The official responsible for Taiwan’s efforts to control the spread of SARS has issued a stark warning about the dangers of contracting out hospital staff that B.C.’s health authorities should heed, says the Hospital Employees’ Union (CUPE).

According to the Taipei Times, the head of Taiwan’s Centre for Disease Control says contracting out of hospital laundry, cleaning and nursing aide services contributed to the devastating outbreak of SARS in that country which last week stood at 680 probable cases with more than 80 deaths attributed to the disease.

CDC director Su Ih-jen told the Times: “These nursing aides, cleaners and laundry workers were not the hospitals’ formal employees. The hospitals, therefore, could not efficiently manage these workers.”

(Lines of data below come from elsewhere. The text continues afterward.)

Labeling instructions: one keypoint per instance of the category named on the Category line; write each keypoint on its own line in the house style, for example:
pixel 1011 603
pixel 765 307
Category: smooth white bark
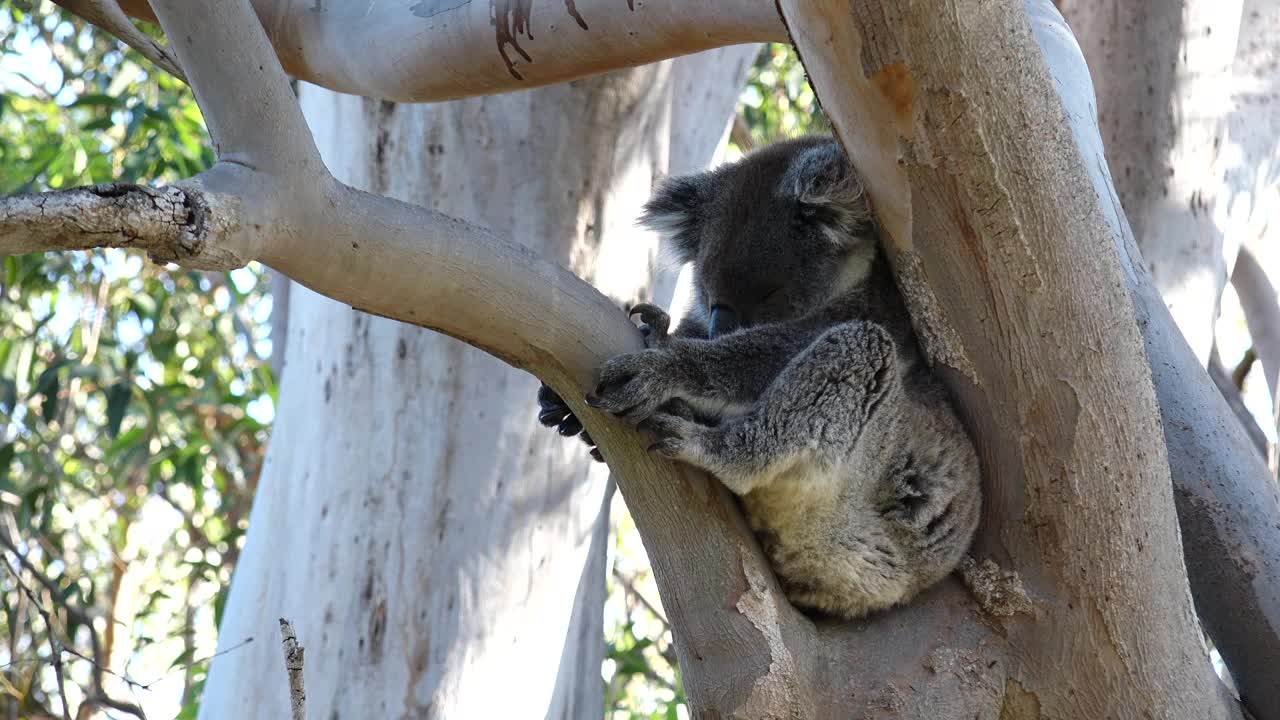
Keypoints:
pixel 451 538
pixel 425 50
pixel 1162 77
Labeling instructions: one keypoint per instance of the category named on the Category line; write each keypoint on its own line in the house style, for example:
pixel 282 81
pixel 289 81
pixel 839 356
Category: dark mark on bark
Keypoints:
pixel 572 10
pixel 511 18
pixel 430 8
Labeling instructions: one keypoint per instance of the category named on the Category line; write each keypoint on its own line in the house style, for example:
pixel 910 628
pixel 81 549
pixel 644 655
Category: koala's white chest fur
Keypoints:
pixel 827 559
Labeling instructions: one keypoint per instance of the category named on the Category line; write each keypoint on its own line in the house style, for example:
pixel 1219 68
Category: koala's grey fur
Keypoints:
pixel 818 409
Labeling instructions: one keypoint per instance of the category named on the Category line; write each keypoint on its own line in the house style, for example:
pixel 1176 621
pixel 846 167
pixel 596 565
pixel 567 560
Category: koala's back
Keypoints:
pixel 890 514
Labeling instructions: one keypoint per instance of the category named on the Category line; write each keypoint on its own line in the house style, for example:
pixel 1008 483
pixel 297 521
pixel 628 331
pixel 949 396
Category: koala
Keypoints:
pixel 798 383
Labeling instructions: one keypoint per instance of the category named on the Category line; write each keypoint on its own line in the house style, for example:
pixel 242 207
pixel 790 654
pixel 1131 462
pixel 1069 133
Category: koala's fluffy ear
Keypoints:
pixel 826 182
pixel 673 212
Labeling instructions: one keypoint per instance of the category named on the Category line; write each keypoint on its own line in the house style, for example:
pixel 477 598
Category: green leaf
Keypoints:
pixel 96 100
pixel 117 402
pixel 100 123
pixel 8 395
pixel 7 454
pixel 48 387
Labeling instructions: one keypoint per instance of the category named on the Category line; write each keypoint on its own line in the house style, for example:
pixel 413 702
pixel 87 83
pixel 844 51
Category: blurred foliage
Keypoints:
pixel 777 101
pixel 640 671
pixel 133 399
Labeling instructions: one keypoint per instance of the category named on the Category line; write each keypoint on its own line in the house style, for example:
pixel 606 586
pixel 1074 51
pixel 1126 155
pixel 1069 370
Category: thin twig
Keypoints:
pixel 293 666
pixel 55 651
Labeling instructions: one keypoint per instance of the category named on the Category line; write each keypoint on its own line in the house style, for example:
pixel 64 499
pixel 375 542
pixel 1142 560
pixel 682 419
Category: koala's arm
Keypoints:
pixel 714 376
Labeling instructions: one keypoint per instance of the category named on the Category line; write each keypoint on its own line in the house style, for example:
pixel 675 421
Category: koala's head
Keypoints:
pixel 772 236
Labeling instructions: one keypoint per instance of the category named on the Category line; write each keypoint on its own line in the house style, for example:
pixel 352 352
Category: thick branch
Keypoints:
pixel 425 50
pixel 172 226
pixel 402 261
pixel 995 223
pixel 1261 304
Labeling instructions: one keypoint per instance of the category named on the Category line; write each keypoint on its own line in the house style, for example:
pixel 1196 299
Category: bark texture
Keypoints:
pixel 1162 74
pixel 453 541
pixel 376 49
pixel 1008 253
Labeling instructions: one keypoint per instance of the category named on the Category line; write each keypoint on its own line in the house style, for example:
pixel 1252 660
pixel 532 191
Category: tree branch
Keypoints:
pixel 995 223
pixel 1261 304
pixel 108 16
pixel 293 661
pixel 169 224
pixel 429 50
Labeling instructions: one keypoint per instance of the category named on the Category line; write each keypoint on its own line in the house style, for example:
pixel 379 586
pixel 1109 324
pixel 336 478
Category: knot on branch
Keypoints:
pixel 172 224
pixel 999 592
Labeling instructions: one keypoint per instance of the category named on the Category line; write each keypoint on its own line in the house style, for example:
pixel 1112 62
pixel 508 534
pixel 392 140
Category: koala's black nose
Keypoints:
pixel 723 320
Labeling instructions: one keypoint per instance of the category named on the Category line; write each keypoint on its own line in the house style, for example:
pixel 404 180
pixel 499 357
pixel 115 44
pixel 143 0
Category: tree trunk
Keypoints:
pixel 1162 78
pixel 416 525
pixel 973 126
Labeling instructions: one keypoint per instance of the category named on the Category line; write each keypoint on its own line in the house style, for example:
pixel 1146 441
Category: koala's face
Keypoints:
pixel 771 237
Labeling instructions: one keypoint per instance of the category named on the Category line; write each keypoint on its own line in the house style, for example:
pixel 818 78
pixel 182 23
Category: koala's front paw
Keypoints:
pixel 656 323
pixel 634 386
pixel 554 413
pixel 676 436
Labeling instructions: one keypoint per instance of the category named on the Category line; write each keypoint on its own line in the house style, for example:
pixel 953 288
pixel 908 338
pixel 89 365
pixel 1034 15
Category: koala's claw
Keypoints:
pixel 656 320
pixel 570 427
pixel 632 386
pixel 556 414
pixel 675 437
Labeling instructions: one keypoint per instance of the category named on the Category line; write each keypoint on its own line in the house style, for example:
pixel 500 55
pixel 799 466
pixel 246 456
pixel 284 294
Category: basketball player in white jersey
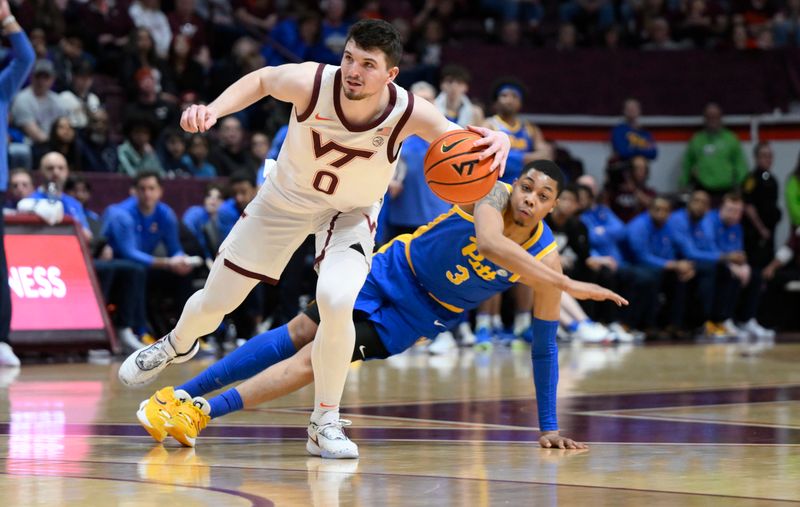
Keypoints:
pixel 344 136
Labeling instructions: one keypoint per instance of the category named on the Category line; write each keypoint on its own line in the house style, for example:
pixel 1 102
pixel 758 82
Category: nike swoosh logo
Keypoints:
pixel 448 147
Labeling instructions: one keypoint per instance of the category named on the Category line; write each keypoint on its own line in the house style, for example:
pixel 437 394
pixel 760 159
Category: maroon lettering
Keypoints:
pixel 348 154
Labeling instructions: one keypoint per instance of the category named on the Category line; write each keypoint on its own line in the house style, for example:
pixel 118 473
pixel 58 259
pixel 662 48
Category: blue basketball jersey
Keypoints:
pixel 421 283
pixel 521 137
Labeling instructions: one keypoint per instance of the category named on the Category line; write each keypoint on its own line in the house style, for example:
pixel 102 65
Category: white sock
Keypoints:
pixel 483 321
pixel 497 322
pixel 322 416
pixel 522 321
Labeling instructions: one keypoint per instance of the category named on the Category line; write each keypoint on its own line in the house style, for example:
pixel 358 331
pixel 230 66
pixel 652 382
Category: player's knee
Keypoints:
pixel 302 330
pixel 333 302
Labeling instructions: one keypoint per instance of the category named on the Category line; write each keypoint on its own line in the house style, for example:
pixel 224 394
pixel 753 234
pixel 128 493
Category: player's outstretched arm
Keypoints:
pixel 504 252
pixel 429 123
pixel 289 83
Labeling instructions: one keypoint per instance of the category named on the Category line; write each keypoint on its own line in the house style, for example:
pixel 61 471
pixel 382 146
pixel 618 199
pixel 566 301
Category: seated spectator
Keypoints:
pixel 294 39
pixel 573 249
pixel 149 103
pixel 243 189
pixel 63 139
pixel 412 203
pixel 20 186
pixel 654 247
pixel 122 281
pixel 259 147
pixel 136 154
pixel 606 264
pixel 629 139
pixel 231 153
pixel 172 151
pixel 203 221
pixel 697 243
pixel 37 107
pixel 714 160
pixel 147 14
pixel 659 37
pixel 744 287
pixel 46 14
pixel 627 190
pixel 590 18
pixel 185 22
pixel 78 101
pixel 703 22
pixel 141 53
pixel 185 73
pixel 137 229
pixel 196 158
pixel 100 153
pixel 105 27
pixel 334 31
pixel 68 56
pixel 793 195
pixel 257 17
pixel 762 214
pixel 55 171
pixel 453 101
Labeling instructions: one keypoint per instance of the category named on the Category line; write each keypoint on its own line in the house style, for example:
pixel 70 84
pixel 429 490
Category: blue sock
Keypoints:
pixel 544 354
pixel 257 354
pixel 225 403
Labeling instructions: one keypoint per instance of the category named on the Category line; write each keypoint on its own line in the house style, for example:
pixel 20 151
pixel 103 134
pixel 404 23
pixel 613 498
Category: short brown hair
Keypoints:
pixel 377 34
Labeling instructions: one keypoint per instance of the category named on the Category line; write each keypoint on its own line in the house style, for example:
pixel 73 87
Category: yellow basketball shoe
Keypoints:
pixel 156 411
pixel 188 419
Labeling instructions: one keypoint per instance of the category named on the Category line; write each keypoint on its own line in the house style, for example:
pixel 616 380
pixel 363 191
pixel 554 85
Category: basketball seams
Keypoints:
pixel 451 157
pixel 444 136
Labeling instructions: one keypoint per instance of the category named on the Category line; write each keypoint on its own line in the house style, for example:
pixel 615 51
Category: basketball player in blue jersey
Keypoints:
pixel 419 283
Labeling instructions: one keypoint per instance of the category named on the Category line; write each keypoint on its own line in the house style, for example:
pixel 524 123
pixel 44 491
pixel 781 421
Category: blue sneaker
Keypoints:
pixel 483 339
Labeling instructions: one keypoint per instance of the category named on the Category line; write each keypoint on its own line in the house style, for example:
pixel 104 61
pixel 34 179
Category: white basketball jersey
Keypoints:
pixel 326 162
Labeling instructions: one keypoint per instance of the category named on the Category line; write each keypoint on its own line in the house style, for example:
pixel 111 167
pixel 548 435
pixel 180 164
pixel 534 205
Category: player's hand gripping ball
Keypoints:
pixel 453 169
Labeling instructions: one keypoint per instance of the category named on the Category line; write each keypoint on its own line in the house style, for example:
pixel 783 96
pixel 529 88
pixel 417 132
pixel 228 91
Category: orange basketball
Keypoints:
pixel 453 171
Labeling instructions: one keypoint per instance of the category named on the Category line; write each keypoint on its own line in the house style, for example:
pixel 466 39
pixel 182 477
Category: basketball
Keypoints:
pixel 453 171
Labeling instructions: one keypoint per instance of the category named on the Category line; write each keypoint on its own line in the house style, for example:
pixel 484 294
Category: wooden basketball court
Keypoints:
pixel 667 425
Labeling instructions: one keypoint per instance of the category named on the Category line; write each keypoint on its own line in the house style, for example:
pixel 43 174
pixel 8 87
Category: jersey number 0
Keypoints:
pixel 326 181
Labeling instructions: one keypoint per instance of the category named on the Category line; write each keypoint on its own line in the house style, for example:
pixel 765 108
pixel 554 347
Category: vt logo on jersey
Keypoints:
pixel 348 154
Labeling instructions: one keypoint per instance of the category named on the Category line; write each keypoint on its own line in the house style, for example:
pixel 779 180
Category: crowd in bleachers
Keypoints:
pixel 111 78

Su also told the Times that he’s recommending hospitals take direct control of all contracted out work to bolster the country’s infection control efforts.

HEU spokesperson Zorica Bosancic says that British Columbians expect those charged with running our health care system to take every precaution to prevent another SARS outbreak in this province.

“I urge our health authorities to consider the warning of their Taiwanese counterparts before rolling the dice on public safety,” added Bosancic.

Bosancic says B.C.’s success in controlling SARS is due in part to the efficient operation of the health care team — including the critical services provided by hospital cleaners, laundry workers and security officers.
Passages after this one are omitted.